Archive

Posts Tagged ‘SQL Server’

Modifying a Huge Table and SQL Server Partition Sliding

November 2, 2010 2 comments

It’s been quite some time since I last posted. Since last time, I’ve moved my blog to WordPress as Live Spaces will be no more. Not that I’ve not had ideas. Just not been inspired to sit down and look at a computer after staring at a monitor for hours all day long. But today is different I guess.

I make the point of scripting out all objects in my data warehouse and saving the object definitions in VSS. For table objects, one can’t just drop the object and recreate otherwise all the existing data gets dropped also. So for table objects, I use the following formula: (I use a template that I’ll post on my SkyDrive account if anyone is interested.)

  • Drop all indexes on the table,
  • Drop all constraints including the primary key constraint,
  • Create a table with the modified structure with a _NEW suffix appended to the end (i.e. TableName_NEW)
  • Migrate the data from the existing table to the new table (i.e INSERT INTO TableName_NEW (……) SELECT ….. FROM TableName)
  • Check rowcounts in both tables and if equal, drop the old table and rename the new table (DROP TABLE TableName; EXEC sp_rename ‘TableName_NEW’, ‘TableName’
  • Recreate constraints and indexes.

This approach has worked well until recently. In this particular situation, I needed to add another dimension reference to a fact table containing several millions of rows. The outline above works well except for the step copying data from the existing to the new table. As written above, this step is logged and after several hours, eventually fills the transaction log (I’m guessing as I didn’t actually have the patience to attempt). A slightly modified approach was needed.
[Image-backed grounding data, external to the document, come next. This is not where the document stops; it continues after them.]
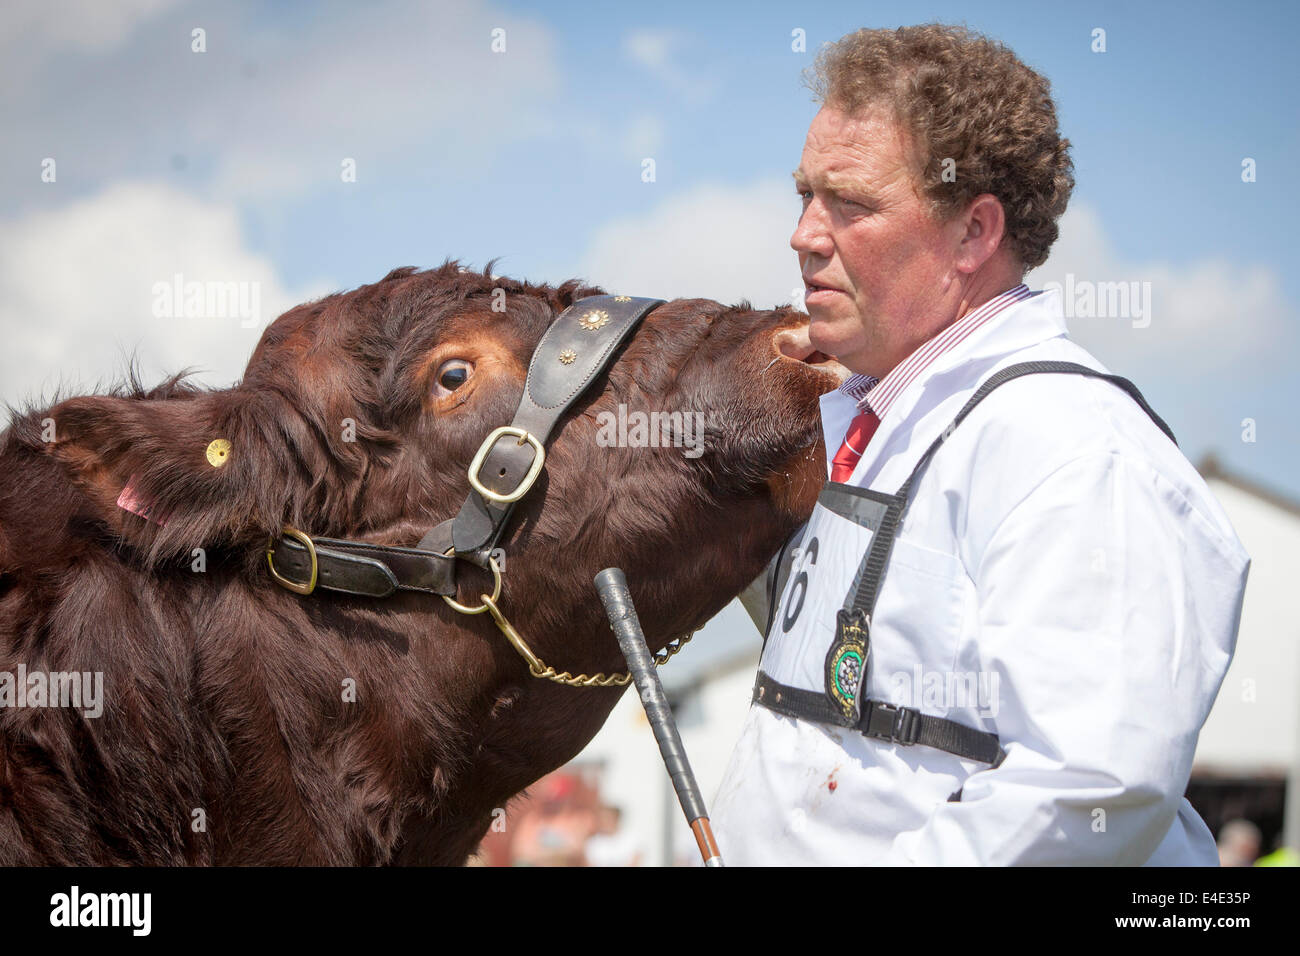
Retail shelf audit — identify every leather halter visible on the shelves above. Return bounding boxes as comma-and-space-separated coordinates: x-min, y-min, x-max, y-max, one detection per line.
266, 294, 666, 600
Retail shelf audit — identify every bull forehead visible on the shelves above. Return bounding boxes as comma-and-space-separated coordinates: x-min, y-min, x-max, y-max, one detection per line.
247, 289, 537, 378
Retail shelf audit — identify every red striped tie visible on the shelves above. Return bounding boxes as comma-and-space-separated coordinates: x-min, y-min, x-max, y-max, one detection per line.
830, 410, 881, 482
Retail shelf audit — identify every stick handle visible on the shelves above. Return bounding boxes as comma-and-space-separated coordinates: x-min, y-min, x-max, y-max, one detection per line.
594, 567, 724, 866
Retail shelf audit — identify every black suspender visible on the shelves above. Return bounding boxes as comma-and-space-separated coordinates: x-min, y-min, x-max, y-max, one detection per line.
752, 361, 1177, 768
754, 672, 1008, 765
895, 360, 1177, 502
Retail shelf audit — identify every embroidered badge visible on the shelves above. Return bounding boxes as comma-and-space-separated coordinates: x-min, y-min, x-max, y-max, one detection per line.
825, 608, 870, 720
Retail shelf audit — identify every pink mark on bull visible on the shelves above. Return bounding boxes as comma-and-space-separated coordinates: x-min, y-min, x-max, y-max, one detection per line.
117, 475, 167, 526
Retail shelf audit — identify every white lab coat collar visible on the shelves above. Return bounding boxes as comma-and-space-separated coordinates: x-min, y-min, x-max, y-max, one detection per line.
818, 287, 1072, 486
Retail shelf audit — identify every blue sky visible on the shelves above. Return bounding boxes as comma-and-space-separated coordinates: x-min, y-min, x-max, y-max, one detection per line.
2, 0, 1297, 503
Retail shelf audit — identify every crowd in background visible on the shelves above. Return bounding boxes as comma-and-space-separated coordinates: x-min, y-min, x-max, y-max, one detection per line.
471, 769, 641, 867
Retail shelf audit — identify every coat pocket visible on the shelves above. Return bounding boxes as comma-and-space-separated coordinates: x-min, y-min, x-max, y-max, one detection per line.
867, 536, 973, 709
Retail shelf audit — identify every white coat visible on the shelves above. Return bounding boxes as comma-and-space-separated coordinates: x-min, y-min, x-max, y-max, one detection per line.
712, 286, 1251, 865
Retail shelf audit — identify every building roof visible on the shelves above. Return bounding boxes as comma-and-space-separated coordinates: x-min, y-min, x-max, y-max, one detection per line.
1197, 453, 1300, 520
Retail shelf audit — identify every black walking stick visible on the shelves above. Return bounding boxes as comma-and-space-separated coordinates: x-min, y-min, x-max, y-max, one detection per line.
594, 567, 724, 867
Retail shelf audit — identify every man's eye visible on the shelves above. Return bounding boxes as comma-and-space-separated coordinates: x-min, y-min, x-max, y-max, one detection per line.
433, 359, 473, 397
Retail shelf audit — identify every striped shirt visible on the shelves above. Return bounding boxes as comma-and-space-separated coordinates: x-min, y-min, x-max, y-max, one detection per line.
838, 284, 1035, 419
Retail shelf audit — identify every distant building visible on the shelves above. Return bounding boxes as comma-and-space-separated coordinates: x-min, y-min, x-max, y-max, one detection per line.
1187, 455, 1300, 859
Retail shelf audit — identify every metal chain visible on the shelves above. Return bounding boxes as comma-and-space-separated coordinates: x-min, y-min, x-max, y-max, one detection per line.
529, 629, 696, 688
479, 591, 696, 688
439, 553, 696, 687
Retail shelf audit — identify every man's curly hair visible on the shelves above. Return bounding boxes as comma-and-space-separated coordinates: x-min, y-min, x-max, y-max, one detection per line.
806, 24, 1074, 270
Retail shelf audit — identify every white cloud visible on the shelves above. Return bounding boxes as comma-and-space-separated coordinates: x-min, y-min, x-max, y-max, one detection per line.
622, 27, 715, 103
0, 181, 332, 415
1027, 202, 1289, 376
206, 1, 562, 200
577, 177, 804, 308
624, 29, 677, 73
1, 0, 564, 204
621, 114, 666, 162
0, 0, 180, 69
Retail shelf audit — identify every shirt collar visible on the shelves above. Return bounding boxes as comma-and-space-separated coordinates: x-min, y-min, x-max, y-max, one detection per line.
835, 284, 1034, 418
838, 371, 879, 405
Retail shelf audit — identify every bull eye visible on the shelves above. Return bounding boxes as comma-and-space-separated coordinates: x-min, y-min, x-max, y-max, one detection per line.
433, 359, 473, 398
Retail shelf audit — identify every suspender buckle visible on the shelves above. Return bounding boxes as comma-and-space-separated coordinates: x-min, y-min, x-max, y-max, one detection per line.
862, 701, 921, 746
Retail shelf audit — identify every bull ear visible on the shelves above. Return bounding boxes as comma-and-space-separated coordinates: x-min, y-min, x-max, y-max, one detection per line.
43, 389, 280, 563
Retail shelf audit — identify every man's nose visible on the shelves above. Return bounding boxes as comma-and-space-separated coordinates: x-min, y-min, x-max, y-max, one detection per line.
790, 201, 832, 259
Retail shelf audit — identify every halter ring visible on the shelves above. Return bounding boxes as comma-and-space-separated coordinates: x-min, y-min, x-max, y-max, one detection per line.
441, 550, 503, 615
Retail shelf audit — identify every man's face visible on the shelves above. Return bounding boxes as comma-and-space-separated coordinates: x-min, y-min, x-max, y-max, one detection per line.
792, 105, 964, 379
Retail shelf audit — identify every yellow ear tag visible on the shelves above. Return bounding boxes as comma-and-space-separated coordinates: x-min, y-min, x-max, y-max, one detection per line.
206, 438, 232, 468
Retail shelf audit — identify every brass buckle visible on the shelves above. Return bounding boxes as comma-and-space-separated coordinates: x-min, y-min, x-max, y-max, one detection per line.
267, 525, 318, 595
467, 426, 545, 504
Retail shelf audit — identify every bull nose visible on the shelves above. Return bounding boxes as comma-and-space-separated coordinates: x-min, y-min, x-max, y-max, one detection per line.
772, 325, 818, 362
768, 323, 850, 384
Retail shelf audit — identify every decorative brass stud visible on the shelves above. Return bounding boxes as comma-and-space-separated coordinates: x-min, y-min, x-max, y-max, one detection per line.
577, 309, 610, 331
614, 295, 632, 302
558, 349, 577, 365
205, 438, 231, 468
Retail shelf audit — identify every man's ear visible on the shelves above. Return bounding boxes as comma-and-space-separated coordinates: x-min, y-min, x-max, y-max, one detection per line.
954, 193, 1008, 275
43, 389, 289, 563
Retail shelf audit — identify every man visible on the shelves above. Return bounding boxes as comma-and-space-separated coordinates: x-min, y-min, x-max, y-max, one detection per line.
1216, 819, 1262, 867
715, 24, 1250, 865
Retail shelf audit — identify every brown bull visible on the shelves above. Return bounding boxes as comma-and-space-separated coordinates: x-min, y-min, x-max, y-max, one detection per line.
0, 262, 837, 865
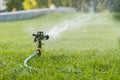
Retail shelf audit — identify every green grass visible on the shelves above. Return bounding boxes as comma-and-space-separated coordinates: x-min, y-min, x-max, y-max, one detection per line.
0, 12, 120, 80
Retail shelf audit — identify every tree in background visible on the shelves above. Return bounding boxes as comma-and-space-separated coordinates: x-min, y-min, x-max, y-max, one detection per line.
52, 0, 62, 7
36, 0, 48, 8
22, 0, 38, 10
6, 0, 24, 11
6, 0, 120, 12
36, 0, 61, 8
107, 0, 120, 12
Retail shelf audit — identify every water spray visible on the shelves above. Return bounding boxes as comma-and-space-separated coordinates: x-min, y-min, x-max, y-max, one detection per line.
24, 31, 49, 68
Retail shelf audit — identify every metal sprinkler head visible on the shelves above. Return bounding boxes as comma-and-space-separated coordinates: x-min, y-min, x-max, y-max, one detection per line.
33, 31, 49, 43
32, 31, 49, 55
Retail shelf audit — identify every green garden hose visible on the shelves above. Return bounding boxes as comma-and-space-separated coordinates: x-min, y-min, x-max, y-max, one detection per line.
24, 51, 40, 68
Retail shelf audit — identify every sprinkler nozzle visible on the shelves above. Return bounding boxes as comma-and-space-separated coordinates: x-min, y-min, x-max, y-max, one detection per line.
33, 31, 49, 49
33, 31, 49, 42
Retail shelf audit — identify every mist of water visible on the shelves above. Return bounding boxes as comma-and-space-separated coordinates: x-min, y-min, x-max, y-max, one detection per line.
46, 14, 91, 39
89, 1, 95, 13
25, 13, 92, 40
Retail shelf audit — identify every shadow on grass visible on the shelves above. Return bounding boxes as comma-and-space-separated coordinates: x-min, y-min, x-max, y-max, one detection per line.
113, 13, 120, 21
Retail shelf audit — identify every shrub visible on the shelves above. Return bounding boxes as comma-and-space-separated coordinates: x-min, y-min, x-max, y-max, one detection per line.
6, 0, 24, 11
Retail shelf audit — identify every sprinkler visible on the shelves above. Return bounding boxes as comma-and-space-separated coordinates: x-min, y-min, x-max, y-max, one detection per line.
33, 31, 49, 55
24, 31, 49, 68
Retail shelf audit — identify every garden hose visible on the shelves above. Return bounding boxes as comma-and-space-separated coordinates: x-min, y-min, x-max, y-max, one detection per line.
24, 50, 40, 68
24, 50, 81, 73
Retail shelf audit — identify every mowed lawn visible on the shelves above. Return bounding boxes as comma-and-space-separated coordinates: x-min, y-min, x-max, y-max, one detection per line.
0, 12, 120, 80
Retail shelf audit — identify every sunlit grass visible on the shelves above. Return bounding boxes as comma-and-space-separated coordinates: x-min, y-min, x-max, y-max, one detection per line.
0, 12, 120, 80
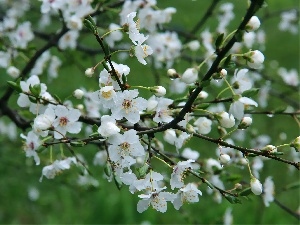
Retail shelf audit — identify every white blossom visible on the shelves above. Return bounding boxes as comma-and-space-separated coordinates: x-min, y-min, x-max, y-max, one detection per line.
111, 89, 147, 124
137, 187, 176, 213
194, 117, 212, 134
263, 176, 274, 207
52, 105, 82, 139
173, 183, 202, 210
20, 131, 41, 165
170, 159, 194, 189
181, 68, 198, 84
98, 115, 120, 138
40, 157, 77, 181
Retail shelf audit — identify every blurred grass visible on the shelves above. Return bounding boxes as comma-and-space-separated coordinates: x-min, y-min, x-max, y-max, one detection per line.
0, 0, 299, 224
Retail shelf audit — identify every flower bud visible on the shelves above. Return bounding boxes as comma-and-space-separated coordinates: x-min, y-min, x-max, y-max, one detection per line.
76, 104, 84, 110
150, 86, 166, 97
167, 68, 179, 79
220, 68, 227, 76
246, 16, 261, 31
234, 183, 243, 190
85, 67, 94, 77
73, 89, 84, 99
198, 91, 208, 99
219, 153, 231, 165
261, 145, 277, 153
245, 50, 265, 69
181, 68, 198, 84
187, 40, 200, 51
250, 177, 263, 195
290, 136, 300, 152
238, 116, 252, 129
7, 66, 20, 78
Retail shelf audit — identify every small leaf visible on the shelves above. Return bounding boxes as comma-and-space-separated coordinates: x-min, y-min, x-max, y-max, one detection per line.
113, 172, 122, 190
7, 81, 22, 93
196, 103, 210, 109
223, 54, 232, 68
224, 194, 242, 204
239, 187, 252, 196
70, 141, 86, 147
53, 94, 62, 103
136, 164, 149, 179
92, 124, 99, 133
83, 19, 96, 33
28, 95, 38, 103
29, 84, 41, 97
273, 106, 287, 113
104, 162, 112, 177
234, 30, 244, 42
215, 33, 224, 49
284, 181, 300, 191
242, 88, 260, 98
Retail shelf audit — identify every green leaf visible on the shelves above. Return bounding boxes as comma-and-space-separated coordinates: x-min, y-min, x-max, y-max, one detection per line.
92, 124, 99, 133
86, 15, 96, 27
273, 106, 287, 113
215, 33, 224, 49
113, 172, 122, 190
224, 194, 242, 204
53, 94, 62, 103
223, 54, 232, 68
29, 84, 41, 97
224, 174, 242, 183
136, 164, 149, 179
242, 88, 260, 98
70, 141, 86, 147
83, 19, 96, 33
234, 30, 244, 42
196, 103, 210, 109
7, 81, 22, 93
104, 162, 112, 177
28, 95, 38, 103
238, 187, 252, 196
284, 181, 300, 191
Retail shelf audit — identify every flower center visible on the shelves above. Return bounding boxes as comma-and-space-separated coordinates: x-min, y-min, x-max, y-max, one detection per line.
101, 90, 112, 99
122, 99, 132, 109
120, 142, 130, 151
59, 117, 68, 126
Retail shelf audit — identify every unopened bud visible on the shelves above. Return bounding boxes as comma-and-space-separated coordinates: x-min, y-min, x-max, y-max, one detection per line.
167, 68, 179, 79
250, 177, 263, 195
290, 136, 300, 152
73, 89, 84, 99
261, 145, 277, 153
150, 86, 166, 97
85, 67, 94, 77
238, 117, 252, 129
219, 153, 231, 165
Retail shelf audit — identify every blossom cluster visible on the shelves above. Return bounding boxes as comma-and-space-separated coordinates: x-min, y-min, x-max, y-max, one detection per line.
0, 0, 298, 216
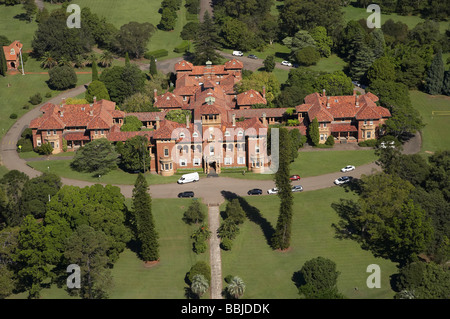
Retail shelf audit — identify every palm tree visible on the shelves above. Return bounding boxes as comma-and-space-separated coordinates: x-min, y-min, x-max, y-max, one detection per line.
99, 50, 114, 68
40, 52, 57, 69
227, 276, 245, 299
191, 274, 209, 298
57, 55, 71, 67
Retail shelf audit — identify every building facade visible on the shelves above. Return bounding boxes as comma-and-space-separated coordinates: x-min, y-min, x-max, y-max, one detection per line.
2, 41, 23, 71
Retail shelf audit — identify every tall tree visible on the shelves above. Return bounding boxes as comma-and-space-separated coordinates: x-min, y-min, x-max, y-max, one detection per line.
271, 128, 294, 250
308, 117, 320, 146
85, 80, 110, 103
14, 215, 53, 299
91, 60, 99, 82
132, 173, 159, 262
70, 138, 119, 176
149, 55, 157, 76
227, 276, 246, 299
193, 12, 222, 65
425, 49, 445, 95
0, 44, 7, 76
117, 135, 151, 173
64, 224, 113, 299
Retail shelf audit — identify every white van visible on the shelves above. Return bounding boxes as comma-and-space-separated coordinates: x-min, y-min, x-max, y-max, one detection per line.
232, 51, 243, 57
177, 172, 200, 184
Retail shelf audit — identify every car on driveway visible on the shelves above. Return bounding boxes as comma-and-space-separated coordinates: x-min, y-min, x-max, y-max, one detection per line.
292, 185, 303, 192
232, 50, 243, 56
281, 61, 292, 67
341, 165, 355, 172
290, 175, 301, 181
178, 191, 194, 198
334, 176, 353, 185
248, 188, 263, 195
248, 54, 258, 59
267, 187, 278, 194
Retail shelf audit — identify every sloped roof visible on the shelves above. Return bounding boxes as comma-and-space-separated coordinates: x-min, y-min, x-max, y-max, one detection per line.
2, 41, 22, 61
224, 59, 244, 70
236, 89, 267, 106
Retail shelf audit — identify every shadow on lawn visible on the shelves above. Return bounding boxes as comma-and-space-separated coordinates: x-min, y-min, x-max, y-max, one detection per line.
220, 190, 275, 246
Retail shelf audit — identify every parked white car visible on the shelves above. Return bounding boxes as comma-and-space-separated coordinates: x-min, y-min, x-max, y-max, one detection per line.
281, 61, 292, 67
232, 51, 243, 57
267, 187, 278, 194
177, 172, 200, 184
334, 176, 353, 185
341, 165, 356, 172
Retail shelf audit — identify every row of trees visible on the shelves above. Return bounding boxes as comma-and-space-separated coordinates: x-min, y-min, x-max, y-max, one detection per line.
0, 171, 159, 299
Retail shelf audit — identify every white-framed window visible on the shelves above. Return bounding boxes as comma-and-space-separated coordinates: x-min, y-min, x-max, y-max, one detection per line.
238, 130, 243, 137
53, 129, 57, 135
47, 130, 50, 136
228, 144, 233, 151
370, 120, 373, 125
164, 148, 169, 157
238, 157, 245, 165
193, 132, 198, 138
255, 145, 260, 153
179, 159, 187, 167
367, 131, 371, 138
364, 120, 367, 125
193, 158, 201, 166
210, 146, 214, 156
101, 129, 104, 135
225, 131, 230, 137
180, 132, 185, 138
37, 139, 42, 146
224, 157, 232, 165
323, 123, 327, 128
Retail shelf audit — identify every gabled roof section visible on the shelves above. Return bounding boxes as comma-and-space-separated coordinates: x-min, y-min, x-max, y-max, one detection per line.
224, 59, 244, 70
174, 60, 194, 72
236, 89, 267, 106
154, 91, 184, 109
3, 41, 22, 61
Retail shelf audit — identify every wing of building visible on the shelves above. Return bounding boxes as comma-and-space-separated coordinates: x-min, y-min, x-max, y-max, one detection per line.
29, 60, 390, 176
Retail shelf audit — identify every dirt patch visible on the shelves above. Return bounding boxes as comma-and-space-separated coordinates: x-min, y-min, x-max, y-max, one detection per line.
276, 247, 293, 253
143, 260, 160, 268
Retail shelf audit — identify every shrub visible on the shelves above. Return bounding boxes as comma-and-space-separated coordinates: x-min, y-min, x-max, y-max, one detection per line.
358, 139, 378, 147
35, 143, 53, 155
296, 46, 321, 66
224, 275, 234, 284
287, 119, 300, 126
29, 93, 43, 105
220, 237, 233, 251
325, 135, 335, 146
9, 113, 17, 119
187, 261, 211, 285
22, 104, 30, 110
48, 65, 77, 90
45, 92, 52, 98
174, 40, 191, 53
193, 240, 207, 254
144, 49, 169, 59
17, 138, 33, 152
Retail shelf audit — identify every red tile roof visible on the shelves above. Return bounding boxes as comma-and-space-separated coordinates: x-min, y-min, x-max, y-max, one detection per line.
127, 111, 167, 122
64, 132, 90, 141
174, 60, 194, 72
154, 92, 184, 109
2, 41, 22, 61
330, 123, 358, 132
224, 59, 244, 70
236, 89, 267, 106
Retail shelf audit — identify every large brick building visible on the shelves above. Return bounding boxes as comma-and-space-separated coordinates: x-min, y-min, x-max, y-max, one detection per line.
29, 59, 390, 176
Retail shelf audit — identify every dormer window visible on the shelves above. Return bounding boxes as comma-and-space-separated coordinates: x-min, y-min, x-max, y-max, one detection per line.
224, 131, 230, 137
10, 49, 15, 55
193, 132, 198, 138
180, 132, 185, 138
238, 131, 243, 137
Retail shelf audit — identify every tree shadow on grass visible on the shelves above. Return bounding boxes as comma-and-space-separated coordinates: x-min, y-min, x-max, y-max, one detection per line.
220, 190, 275, 246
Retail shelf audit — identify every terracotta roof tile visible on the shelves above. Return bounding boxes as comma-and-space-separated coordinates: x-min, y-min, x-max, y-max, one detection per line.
236, 89, 267, 106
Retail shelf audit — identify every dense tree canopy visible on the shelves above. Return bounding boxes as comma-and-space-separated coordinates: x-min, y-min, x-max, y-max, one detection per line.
71, 138, 119, 176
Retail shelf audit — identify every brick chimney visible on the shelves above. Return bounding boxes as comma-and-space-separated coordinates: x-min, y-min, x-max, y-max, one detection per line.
232, 114, 236, 127
322, 89, 326, 98
355, 95, 359, 107
262, 86, 266, 99
93, 96, 97, 103
186, 114, 190, 129
154, 89, 158, 103
155, 116, 160, 130
61, 97, 66, 106
327, 96, 330, 108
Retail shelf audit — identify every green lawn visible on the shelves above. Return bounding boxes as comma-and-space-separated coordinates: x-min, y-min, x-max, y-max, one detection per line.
410, 90, 450, 154
222, 149, 377, 180
0, 5, 40, 49
45, 0, 190, 61
10, 197, 209, 299
308, 54, 347, 73
27, 159, 206, 185
221, 187, 398, 299
343, 2, 448, 31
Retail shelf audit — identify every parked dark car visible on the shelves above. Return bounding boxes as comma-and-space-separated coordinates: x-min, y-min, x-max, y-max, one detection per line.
248, 54, 258, 59
178, 191, 194, 198
247, 188, 263, 195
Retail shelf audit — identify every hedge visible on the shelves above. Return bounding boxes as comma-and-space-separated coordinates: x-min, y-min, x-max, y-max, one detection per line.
144, 49, 168, 60
174, 41, 191, 53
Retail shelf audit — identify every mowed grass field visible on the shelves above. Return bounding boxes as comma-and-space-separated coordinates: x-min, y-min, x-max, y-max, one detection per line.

Following an approach used by SSIS and taking advantage of partitioning, instead of copying all the data at once, the following script was used:

DECLARE @sSQL varchar(8000);

DECLARE @iPartitionNo int;

DECLARE @iLeftBoundary int;

DECLARE @iRightBoundary int;

DECLARE @sFileGroupName varchar(10);

 

SET @iLeftBoundary = 0;

DECLARE cPartitions INSENSITIVE CURSOR FOR    

       SELECT  CAST(prv.boundary_id AS int) AS PartitionNo,

               CAST(prv.value AS int) AS LeftPartitionBoundary,

               CAST(ds.name AS varchar(10)) AS FileGroupName

       FROM    sys.partition_range_values prv

       INNER   JOIN sys.partition_functions pfunc

              ON      prv.function_id = pfunc.function_id

       INNER   JOIN sys.partition_schemes psch

              ON      prv.function_id = psch.function_id

       INNER   JOIN sys.destination_data_spaces dsp

              ON      psch.data_space_id = dsp.partition_scheme_id

              AND     prv.boundary_id = dsp.destination_id

       INNER   JOIN sys.data_spaces ds

              ON      dsp.data_space_id = ds.data_space_id

       WHERE   pfunc.[name]            = ‘MyPartitionFunction’;

OPEN cPartitions;

FETCH cPartitions INTO @iPartitionNo, @iRightBoundary, @sFileGroupName;

 

WHILE (@@FETCH_STATUS = 0) BEGIN

       IF EXISTS (

              SELECT  *

              FROM    sys.tables tbl

              INNER   JOIN sys.schemas sch

                      ON      tbl.schema_id = sch.schema_id

              WHERE   tbl.name            = ‘MyTableTemp’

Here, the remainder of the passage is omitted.